Emotionally intimate, healthy relationships help you feel accepted for who you are and encourage you to pursue what is important to you. They also offer you solace when life feels difficult. They affirming and also healing. They are helpful in two basic ways:
Healthy relationships offer a sense that you can rely on others. When you know you can turn to others for emotional or practical support, even the most difficult circumstances are made lighter.
If you tend to be self-reliant and are hesitant to ask for help, you may feel alone, particularly during difficult times. Some people find it helpful to remind themselves that not only would they be there for friends and family, but also they want to help because they care. Similarly, their friends and family would want to be there for them. It’s true that asking for – and accepting – help can make you feel vulnerable. However, leaning on others can also offer a sense of connection that can give you strength.
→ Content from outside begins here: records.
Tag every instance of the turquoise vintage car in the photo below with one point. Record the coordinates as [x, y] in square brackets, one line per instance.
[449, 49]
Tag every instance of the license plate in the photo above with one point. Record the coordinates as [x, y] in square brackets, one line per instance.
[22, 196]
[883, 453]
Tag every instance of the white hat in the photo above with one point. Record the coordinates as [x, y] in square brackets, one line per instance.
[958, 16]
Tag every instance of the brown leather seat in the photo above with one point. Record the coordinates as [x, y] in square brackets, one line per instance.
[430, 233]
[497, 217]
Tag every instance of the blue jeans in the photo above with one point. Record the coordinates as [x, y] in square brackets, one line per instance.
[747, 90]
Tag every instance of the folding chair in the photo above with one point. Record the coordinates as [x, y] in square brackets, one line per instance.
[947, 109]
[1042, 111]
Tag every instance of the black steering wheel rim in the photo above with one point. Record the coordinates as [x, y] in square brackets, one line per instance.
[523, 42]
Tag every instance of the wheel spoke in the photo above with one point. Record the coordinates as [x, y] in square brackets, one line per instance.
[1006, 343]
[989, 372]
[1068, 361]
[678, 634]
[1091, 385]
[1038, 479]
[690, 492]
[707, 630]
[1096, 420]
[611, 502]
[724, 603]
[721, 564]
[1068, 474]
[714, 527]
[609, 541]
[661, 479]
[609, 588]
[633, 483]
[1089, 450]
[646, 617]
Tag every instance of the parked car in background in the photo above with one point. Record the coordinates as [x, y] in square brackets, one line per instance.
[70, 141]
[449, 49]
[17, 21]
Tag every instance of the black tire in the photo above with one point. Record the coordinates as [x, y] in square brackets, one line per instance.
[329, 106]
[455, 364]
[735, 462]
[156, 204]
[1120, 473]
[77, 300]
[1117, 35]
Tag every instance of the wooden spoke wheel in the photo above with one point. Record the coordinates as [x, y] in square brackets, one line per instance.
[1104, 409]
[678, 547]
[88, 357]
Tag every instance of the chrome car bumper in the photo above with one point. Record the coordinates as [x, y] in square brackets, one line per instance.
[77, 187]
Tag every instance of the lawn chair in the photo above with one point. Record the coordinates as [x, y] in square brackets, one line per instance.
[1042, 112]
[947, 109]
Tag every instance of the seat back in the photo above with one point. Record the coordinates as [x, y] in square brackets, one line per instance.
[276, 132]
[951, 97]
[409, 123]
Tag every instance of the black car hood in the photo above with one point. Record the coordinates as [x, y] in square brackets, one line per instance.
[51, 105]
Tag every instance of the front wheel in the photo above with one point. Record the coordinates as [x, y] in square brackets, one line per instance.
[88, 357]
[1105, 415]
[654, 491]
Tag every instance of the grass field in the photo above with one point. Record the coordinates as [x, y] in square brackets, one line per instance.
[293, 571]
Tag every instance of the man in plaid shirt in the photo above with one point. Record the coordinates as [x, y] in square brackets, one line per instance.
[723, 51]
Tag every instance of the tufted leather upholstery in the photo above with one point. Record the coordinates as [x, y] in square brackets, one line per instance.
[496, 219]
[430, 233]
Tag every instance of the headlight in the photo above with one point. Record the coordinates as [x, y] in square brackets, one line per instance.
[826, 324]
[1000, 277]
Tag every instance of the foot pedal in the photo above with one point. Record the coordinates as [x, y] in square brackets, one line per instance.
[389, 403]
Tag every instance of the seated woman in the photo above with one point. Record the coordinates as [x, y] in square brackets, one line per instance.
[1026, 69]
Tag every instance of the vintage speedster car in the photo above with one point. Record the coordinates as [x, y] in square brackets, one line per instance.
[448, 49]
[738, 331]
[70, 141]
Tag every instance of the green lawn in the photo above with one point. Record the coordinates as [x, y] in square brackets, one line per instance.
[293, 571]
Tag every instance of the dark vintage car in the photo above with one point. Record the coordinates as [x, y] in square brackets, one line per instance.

Healthy relationships offer a sense of acceptance and belonging. They are your connection to human kind. Feeling like you belong to the human race provides a sense that just as others have value despite being imperfect, you also have value despite your imperfections. You, like other people, are worthy of love. You can feel more accepting of yourself and more compassionate toward your struggles.
It is not unusual for people to question their worth and fear rejection based on being flawed or inadequate. If you feel like you are inferior, this can leave you in despair. Some people find it helpful to remind themselves of others who do care – even if they aren’t “feeling the love” right at that moment. They remind themselves of how friends or family phone or text and of social outings that they’ve enjoyed. These thoughts can challenge their negative self-perceptions.
When relationships can provide you both with a sense that you can rely on others and that you are a worthy human being, you will carry a fundamental feeling of happiness. These supportive, accepting relationships can also help you to heal from emotional pain. You will find that you have the inner resources and outer support to truly follow your heart and inner inspiration on a path of your choosing.